Tuhan menegurku melalui sebuah buku yang ditulis oleh Rick Warren, The Purpose Driven Life. Dalam bab yang ke-21 dari buku itu, sebuah kalimat menyentakku: "Adalah tanggung jawabmu untuk melindungi kesatuan gerejamu". Kesatuan adalah jiwa persekutuan. Dalam saat-saat terakhir-Nya sebelum ditangkap, inilah yang menjadi doa Yesus bagi murid-murid-Nya. Kasih dan kesatuan dalam tubuh Kristus adalah suatu kesaksian yang sangat kuat bagi dunia. Jika aku meninggalkan gereja hanya karena perbedaan yang kulihat, bukankah itu tindakan yang sangat bodoh dan tidak dewasa?
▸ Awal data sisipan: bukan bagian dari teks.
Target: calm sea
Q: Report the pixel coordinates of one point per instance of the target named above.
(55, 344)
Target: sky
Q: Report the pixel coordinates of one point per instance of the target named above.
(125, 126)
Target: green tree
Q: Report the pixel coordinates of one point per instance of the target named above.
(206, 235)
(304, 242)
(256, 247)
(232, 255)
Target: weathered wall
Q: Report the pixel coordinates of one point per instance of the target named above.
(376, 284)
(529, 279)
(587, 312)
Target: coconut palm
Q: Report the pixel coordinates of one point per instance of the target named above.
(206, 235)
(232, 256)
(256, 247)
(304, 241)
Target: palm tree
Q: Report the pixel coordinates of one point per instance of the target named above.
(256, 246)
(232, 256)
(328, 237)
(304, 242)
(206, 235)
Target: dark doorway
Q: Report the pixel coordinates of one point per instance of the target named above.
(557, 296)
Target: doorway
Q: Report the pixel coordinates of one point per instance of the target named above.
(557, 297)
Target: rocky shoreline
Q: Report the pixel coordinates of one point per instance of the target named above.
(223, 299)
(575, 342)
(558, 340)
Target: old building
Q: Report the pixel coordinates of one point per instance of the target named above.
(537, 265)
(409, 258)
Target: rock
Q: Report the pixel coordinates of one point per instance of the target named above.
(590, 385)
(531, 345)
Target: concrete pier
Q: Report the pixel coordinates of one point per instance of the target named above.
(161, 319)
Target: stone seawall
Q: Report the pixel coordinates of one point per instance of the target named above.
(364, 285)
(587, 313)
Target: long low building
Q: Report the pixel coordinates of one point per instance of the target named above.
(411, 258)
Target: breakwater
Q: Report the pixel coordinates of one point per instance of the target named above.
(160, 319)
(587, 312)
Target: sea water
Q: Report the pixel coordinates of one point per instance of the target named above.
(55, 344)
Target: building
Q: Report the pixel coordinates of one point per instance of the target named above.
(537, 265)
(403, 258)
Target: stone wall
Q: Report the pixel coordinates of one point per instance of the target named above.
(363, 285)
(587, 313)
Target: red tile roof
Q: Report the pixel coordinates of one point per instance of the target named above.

Aku memang masih bertahan di gereja itu, namun sikapku sinis dan penuh kritik. Dalam hati aku berkata, "Aku akan tetap beribadah di sini, tapi tidak akan terlibat dalam pelayanan." Tuhan menyadarkanku, betapa mengerikannya sikapku saat itu. Sombong, dan sangat tidak dewasa. Betapa aku perlu belajar tentang makna persekutuan yang sejati.

Dalam buku yang sama, Warren menasihati setiap orang Kristen untuk bersikap realistis dengan harapan-harapan yang kita miliki. Kita harus mengingat bahwa gereja dibentuk dari orang-orang berdosa, termasuk diri kita sendiri. Sebab itu, bisa saja kita saling melukai, entah itu secara sengaja maupun tidak. Wajar jika kita kecewa, mengalami konflik, atau merasa tidak puas. Namun, meninggalkan gereja bukanlah solusi untuk kekecewaan atau ketidakpuasan kita. Saat kita pindah ke gereja lain, kita mungkin akan kecewa lagi, karena memang tidak ada gereja yang sempurna. Akan lebih menolong jika kita tidak "lari" dari masalah, tetapi justru menghadapi masalah tersebut. Bila ada konflik, bereskan hingga tuntas. Jika sebuah gereja harus sempurna untuk memuaskan kita, kesempurnaan itu akan melarang kita untuk menjadi anggotanya, karena kita sendiripun tidak sempurna.

Saat ini aku melanjutkan studi di Surabaya dan aktif di salah satu gereja. Bersyukur bahwa aku bisa menikmati hubungan persahabatan yang baik dengan orang-orang di gereja ini. Aku mendapat kesempatan melayani, dan bahkan membagikan pengalaman pelayananku di PMK dulu. Dengan kasih, bukan penghakiman, orang-orang ternyata lebih terbuka untuk bertumbuh. Beberapa rekan kini bahkan menyatakan kerinduan mereka untuk memulai pemuridan di gereja, dan mulai membawa hal itu sebagai wacana dalam rapat-rapat pengurus!

Mungkin banyak di antara kita yang ingin berbuat sesuatu di gereja kita, tapi terhalang oleh perbedaan-perbedaan pendapat yang ada. Mari ambil satu langkah untuk masuk di tengah gereja. Bukan untuk menghakimi dan menunjukkan bahwa kita lebih baik dari orang lain, tetapi untuk menjadi garam di sana, bertumbuh bersama. Mari bersyukur atas persekutuan yang kita miliki. Tuhan sudah menempatkan kita di sana, Dia juga yang akan berkarya di tengah persekutuan anak-anak-Nya.

Dietrich Bonhoeffer pernah menulis: "orang yang lebih menyukai impiannya akan sebuah komunitas Kristen daripada komunitas Kristen itu sendiri menjadi para perusak komunitas Kristen… mungkin yang kita dapatkan dalam persekutuan dengan sesama orang Kristen bukanlah pengalaman yang hebat atau hal-hal yang memperkaya hidup kita, tetapi justru banyak kekurangan, iman yang lemah, dan kesulitan. Namun, bila kita tidak mengucap syukur setiap hari atas persekutuan yang kita miliki, dan sebaliknya terus mengeluh kepada Tuhan betapa picik dan tidak bergunanya segala hal dalam persekutuan itu, kita sebenarnya sedang menghalangi Tuhan untuk membuat persekutuan kita bertumbuh …"

Kiranya Tuhan menolong kita untuk makin mencintai gereja-Nya.